Another three hundred-some Palatines make it to the Carolinas.
The Germans are employed initially in the production of naval stores along the Hudson River near Peekskill.
Settlement on the east side (East Camp) of the Hudson River is accomplished as a result of Governor Hunter's negotiations with Robert Livingston, who owns Livingston Manor in what is now Columbia County, New York. (This is not the town now known as Livingston Manor on the west side of the Hudson River).
Livingston is anxious to have his lands developed.
The Livingstons will benefit for many years from the revenues they receive as a result of this business venture.
West Camp, on the other hand, is located on land the Crown had recently "repossessed" as an "extravagant grant."
Pastors from both Lutheran and Reformed churches will quickly begin to serve the camps and create extensive records of these early settlers long before the state of New York is established or keeps records.

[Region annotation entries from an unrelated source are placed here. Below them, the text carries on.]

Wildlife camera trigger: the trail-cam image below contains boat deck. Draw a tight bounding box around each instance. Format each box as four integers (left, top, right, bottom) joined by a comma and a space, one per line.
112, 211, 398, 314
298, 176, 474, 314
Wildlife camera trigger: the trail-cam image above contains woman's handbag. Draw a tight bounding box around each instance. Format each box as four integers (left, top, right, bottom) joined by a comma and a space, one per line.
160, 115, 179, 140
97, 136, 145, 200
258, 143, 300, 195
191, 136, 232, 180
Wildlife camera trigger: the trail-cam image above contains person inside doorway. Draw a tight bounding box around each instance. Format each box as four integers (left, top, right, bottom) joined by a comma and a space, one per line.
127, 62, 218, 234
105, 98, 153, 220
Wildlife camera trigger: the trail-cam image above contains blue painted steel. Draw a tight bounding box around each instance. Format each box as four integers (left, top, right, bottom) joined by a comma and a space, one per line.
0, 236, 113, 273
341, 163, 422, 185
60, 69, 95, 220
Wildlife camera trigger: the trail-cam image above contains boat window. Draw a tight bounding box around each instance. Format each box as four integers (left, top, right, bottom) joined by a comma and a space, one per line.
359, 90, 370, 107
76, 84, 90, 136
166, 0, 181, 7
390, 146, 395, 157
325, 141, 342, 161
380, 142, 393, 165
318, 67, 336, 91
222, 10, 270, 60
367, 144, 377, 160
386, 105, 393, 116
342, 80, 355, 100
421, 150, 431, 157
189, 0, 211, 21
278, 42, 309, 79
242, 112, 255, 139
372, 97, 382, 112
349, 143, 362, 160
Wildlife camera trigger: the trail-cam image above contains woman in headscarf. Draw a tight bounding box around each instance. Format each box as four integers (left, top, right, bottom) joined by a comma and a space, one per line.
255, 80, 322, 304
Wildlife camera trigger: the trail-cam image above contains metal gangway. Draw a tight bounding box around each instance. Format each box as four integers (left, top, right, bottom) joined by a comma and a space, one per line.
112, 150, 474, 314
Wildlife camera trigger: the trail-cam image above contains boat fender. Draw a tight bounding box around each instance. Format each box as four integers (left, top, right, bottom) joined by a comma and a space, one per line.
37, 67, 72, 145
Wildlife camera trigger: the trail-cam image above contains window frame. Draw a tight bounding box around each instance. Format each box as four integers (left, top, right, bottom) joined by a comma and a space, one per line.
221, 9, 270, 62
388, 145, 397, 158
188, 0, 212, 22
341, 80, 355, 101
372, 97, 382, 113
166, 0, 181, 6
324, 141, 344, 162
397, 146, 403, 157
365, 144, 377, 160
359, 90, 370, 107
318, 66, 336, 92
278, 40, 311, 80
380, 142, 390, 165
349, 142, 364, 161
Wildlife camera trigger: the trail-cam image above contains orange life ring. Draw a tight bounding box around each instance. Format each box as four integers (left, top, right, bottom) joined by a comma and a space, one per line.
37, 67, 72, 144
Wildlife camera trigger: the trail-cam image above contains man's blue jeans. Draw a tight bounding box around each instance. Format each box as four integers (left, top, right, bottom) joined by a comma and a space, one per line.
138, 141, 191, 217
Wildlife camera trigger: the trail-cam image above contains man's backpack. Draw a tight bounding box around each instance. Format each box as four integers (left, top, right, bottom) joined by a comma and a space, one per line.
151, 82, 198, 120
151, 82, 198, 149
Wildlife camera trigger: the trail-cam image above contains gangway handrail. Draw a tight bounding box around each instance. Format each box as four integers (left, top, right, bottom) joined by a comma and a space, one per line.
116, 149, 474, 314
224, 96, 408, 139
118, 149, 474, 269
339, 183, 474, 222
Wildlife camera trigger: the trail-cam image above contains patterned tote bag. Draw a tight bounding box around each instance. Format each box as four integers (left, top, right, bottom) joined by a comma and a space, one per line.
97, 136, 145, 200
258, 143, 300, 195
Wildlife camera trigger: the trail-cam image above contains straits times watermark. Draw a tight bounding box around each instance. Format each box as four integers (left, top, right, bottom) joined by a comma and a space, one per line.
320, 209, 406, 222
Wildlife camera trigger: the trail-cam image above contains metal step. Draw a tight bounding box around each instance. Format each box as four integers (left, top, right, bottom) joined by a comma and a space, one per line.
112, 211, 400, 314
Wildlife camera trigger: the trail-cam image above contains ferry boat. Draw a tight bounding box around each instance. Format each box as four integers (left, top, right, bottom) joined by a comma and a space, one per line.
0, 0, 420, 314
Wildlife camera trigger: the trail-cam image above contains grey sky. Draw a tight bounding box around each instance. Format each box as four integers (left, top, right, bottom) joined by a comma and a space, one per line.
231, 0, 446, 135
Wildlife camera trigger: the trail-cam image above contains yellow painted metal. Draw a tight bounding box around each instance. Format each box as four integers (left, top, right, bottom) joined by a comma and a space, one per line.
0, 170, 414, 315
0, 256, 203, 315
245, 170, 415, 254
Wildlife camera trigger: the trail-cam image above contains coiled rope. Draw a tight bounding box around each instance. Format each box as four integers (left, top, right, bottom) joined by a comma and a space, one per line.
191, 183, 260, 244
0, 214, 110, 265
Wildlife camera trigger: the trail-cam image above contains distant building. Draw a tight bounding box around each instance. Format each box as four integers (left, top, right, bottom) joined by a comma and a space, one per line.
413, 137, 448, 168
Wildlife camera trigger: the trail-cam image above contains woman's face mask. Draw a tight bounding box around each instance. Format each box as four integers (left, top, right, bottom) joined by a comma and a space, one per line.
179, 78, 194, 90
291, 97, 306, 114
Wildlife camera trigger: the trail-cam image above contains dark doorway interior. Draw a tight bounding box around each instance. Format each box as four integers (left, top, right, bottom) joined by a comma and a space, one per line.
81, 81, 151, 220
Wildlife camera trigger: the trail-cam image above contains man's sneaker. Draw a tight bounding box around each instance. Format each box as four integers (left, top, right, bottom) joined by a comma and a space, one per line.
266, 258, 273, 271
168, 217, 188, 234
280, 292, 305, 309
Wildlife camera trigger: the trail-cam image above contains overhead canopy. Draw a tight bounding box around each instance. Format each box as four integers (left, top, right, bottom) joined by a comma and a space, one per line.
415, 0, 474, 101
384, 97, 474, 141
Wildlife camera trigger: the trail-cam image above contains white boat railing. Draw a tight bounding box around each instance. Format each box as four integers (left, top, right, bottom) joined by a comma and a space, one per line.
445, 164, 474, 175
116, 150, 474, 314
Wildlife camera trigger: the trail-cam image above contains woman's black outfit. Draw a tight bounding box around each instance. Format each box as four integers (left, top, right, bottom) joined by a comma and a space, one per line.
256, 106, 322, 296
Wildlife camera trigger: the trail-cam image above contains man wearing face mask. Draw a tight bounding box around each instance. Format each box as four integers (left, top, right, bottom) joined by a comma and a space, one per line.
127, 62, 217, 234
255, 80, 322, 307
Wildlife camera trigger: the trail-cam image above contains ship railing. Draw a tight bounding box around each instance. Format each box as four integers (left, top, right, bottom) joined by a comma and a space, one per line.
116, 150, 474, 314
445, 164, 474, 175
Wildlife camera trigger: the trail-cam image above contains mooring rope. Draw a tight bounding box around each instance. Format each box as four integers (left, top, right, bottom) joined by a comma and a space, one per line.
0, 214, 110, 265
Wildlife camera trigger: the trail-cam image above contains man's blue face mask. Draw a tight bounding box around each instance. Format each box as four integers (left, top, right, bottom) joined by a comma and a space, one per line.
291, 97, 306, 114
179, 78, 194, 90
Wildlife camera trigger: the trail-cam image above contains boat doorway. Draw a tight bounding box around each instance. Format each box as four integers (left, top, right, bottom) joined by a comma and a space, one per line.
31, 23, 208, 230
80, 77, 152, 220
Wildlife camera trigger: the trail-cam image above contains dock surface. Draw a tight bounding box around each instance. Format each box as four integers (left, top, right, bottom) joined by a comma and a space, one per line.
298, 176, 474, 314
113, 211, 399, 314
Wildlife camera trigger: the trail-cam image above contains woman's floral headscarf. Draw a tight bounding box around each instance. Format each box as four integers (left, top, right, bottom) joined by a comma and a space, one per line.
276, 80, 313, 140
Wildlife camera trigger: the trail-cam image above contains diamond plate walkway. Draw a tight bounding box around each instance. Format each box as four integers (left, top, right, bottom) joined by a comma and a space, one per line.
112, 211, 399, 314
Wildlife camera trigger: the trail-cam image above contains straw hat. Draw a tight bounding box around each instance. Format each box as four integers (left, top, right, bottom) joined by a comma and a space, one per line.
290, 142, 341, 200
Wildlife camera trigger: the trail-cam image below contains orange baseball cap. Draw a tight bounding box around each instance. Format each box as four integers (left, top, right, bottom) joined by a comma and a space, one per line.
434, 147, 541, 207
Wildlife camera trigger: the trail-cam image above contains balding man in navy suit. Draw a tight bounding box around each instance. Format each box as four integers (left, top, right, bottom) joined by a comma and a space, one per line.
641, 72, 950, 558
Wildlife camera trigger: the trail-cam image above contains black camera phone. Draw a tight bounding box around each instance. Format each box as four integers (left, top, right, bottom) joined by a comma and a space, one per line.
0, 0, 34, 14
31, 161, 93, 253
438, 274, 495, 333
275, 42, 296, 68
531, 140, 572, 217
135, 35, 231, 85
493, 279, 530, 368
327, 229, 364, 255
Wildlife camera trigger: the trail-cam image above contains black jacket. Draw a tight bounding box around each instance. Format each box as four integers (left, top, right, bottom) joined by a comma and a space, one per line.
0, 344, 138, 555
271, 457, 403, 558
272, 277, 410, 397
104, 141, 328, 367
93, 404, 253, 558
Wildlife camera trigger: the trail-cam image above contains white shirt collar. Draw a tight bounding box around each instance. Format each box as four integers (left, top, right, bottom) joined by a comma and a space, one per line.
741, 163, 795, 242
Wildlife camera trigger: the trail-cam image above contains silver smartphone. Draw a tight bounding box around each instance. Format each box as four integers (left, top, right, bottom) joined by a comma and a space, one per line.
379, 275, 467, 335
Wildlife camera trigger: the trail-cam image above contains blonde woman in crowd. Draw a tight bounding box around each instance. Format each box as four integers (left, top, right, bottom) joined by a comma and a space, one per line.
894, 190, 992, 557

The Graffenrieds, a well-to-do patrician family, had originally established themselves in the neighborhood of Bern at the time of the founding of the city on the Aar river in 1191 by Berchtold V, Duke of Zaringen.
Christoph von Graffenried was born November 15, 1661 at the family home, Schloss Worb, in Worb, in the German-speaking part of the Canton of Bern in Switzerland, the eldest son of Anton von Graffenried (1639–1730) and Katarina Jenner (?-1669).
Graffenried on April 25th, 1684, had married Regina Tscharner (1665–1731), who also comes from an accomplished and respected family, her father, Beat Lewis Tscharner, having been a member of the Assembly and her grandfather, Samuel Tscharner, having been Governor and later Mayor of Chillon.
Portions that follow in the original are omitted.